Wien (OTS) – Anlässlich des morgen stattfindenden EU-Sondergipfels,
bei dem auch
das Thema Wettbewerbsfähigkeit behandelt werden soll, pocht der
Bundesvorsitzende der Produktionsgewerkschaft (PRO-GE), Reinhold
Binder, auf eine klare ‚Made in Europe‘-Strategie: „Um hochwertige
Arbeitsplätze in Europa zu erhalten, braucht es eine aktive
Industriepolitik. Die Wertschöpfung muss in Europa bleiben“. Mittels
öffentlicher Vergaben habe man einen Hebel in der Hand, denn, so
Binder, „wo unsere Steuern drinnen sind, muss auch Europa drinnen
sein“. Er betont, dass ‚Made in Europe‘ jedoch nicht zum Feigenblatt
verkommen dürfe: „Wir wollen damit erreichen, dass der
Industriestandort geschützt wird und jene Betriebe davon profitieren,
die zur Beschäftigungssicherung und mittels fairer Steuern zum Erhalt
unseres Sozialstaates und unseres Wohlstandes beitragen.”

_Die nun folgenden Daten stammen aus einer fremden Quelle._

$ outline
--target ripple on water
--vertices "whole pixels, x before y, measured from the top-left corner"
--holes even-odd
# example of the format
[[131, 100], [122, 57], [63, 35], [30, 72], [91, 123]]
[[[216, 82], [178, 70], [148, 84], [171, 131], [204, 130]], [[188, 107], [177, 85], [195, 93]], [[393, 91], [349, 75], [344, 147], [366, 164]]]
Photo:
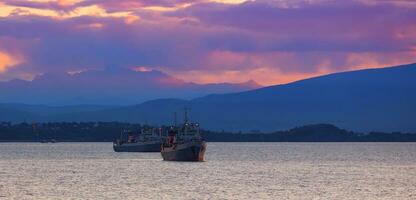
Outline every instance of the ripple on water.
[[209, 143], [206, 162], [111, 143], [1, 143], [0, 199], [415, 199], [416, 143]]

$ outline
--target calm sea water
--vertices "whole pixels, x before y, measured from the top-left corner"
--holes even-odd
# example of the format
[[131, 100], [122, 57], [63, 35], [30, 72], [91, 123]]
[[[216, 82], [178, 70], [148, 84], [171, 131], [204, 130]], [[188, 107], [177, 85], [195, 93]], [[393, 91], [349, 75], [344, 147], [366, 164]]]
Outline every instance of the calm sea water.
[[206, 160], [0, 143], [0, 199], [416, 199], [416, 143], [209, 143]]

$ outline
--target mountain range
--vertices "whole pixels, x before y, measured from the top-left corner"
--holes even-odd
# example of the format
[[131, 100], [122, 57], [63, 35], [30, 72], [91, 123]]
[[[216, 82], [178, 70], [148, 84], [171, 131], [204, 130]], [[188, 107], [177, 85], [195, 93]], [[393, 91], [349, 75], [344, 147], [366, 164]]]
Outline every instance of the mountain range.
[[409, 64], [335, 73], [191, 100], [156, 99], [133, 106], [48, 107], [46, 112], [47, 109], [37, 110], [37, 106], [2, 104], [0, 120], [126, 121], [158, 125], [172, 124], [173, 113], [182, 116], [187, 107], [191, 119], [209, 130], [275, 131], [330, 123], [354, 131], [414, 132], [415, 91], [416, 64]]
[[157, 70], [108, 68], [76, 73], [46, 73], [31, 81], [0, 82], [0, 102], [44, 105], [132, 105], [158, 98], [192, 99], [261, 87], [239, 84], [197, 84]]

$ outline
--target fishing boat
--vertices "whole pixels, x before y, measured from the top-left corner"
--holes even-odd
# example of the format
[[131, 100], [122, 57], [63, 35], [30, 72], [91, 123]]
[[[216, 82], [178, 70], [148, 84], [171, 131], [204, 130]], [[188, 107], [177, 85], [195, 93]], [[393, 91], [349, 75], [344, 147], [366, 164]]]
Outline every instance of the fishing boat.
[[175, 125], [170, 128], [162, 145], [163, 160], [204, 161], [207, 144], [201, 137], [199, 124], [188, 121], [186, 110], [184, 119], [179, 127]]

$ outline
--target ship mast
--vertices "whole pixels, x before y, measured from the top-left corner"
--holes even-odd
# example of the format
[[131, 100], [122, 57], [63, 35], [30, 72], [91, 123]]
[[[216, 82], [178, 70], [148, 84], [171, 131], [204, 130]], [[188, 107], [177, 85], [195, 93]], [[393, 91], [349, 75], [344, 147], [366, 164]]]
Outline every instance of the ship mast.
[[188, 123], [188, 108], [185, 107], [185, 124]]
[[173, 115], [174, 115], [173, 125], [174, 125], [175, 127], [176, 127], [176, 114], [177, 114], [176, 112], [174, 112], [174, 113], [173, 113]]
[[184, 110], [185, 110], [185, 113], [184, 113], [184, 121], [185, 121], [185, 123], [183, 124], [183, 131], [184, 131], [184, 134], [186, 135], [187, 133], [188, 133], [188, 108], [187, 107], [185, 107], [184, 108]]

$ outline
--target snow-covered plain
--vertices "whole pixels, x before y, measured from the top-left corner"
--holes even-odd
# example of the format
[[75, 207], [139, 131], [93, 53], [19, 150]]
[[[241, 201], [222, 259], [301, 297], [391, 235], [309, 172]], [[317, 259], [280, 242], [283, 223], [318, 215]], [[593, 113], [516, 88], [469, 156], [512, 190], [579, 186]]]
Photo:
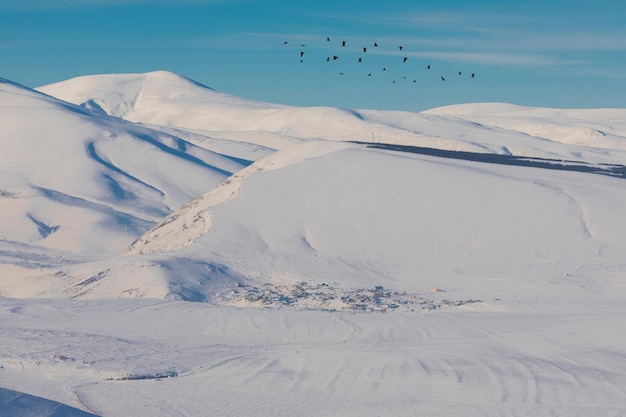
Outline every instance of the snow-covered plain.
[[626, 110], [0, 81], [0, 416], [626, 414]]

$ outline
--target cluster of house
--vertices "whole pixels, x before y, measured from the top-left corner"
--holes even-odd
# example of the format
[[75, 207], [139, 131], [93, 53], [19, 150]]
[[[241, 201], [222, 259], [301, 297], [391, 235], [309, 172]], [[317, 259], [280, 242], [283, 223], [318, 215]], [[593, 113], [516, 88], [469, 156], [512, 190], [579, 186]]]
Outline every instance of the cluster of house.
[[374, 288], [343, 289], [336, 283], [316, 284], [308, 281], [296, 284], [265, 283], [260, 287], [239, 285], [222, 297], [227, 304], [239, 307], [290, 306], [310, 310], [357, 311], [429, 311], [443, 307], [461, 306], [481, 300], [433, 300], [418, 294]]

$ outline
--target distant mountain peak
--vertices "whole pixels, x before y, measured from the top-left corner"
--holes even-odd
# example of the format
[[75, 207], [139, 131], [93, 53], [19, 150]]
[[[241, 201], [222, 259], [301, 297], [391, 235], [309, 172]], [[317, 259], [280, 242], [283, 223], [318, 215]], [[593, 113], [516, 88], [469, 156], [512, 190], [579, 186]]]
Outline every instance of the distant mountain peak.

‚Made in Europe‘ werde derzeit zwar von allen Seiten gefordert,
und dies sei positiv, denn nur mit einer verstärkten Konzentration
auf den EU-Binnenmarkt könne es gelingen, Abhängigkeiten zu
reduzieren und jenen die Stirn zu bieten, die glauben, Europa mit
Zolldrohungen unter Druck setzen zu können. Wie eine Local-Content-
Strategie umgesetzt werde, sei aber derzeit noch strittig, erläutert
Binder. So würden Arbeitgeberverbände bevorzugen, dass als ‚Made in
Europe‘ auch die Produkte der Freihandelspartnerländer gelten sollen.
Ebenso solle es ausreichen, nur einen Teil eines Produktes in Europa
weiterzuverarbeiten, um zu 100 Prozent als ‚Made in Europe‘
ausgewiesen zu werden.

„Im Gegensatz dazu wollen wir eine Definition, die die gesamte
Lieferkette im Blick hat. Ein Produkt darf nur dann als europäisch
gelten, wenn ein Großteil der Wertschöpfung in der EU stattfindet“,
sagt der Gewerkschafter. Ebenso müsse darauf geachtet werden, dass
man ‚Made in Europe’ nicht dafür missbrauche, um soziale Auflagen bei
öffentlicher Auftragsvergabe zu ersetzen. „Für uns ist klar:
Unternehmen, die Steuergeld erhalten, haben hohe Standards an
Arbeitnehmer:innenrechten einzuhalten“, unterstreicht Binder. Dies
alles müsse regelmäßig streng überprüft werden.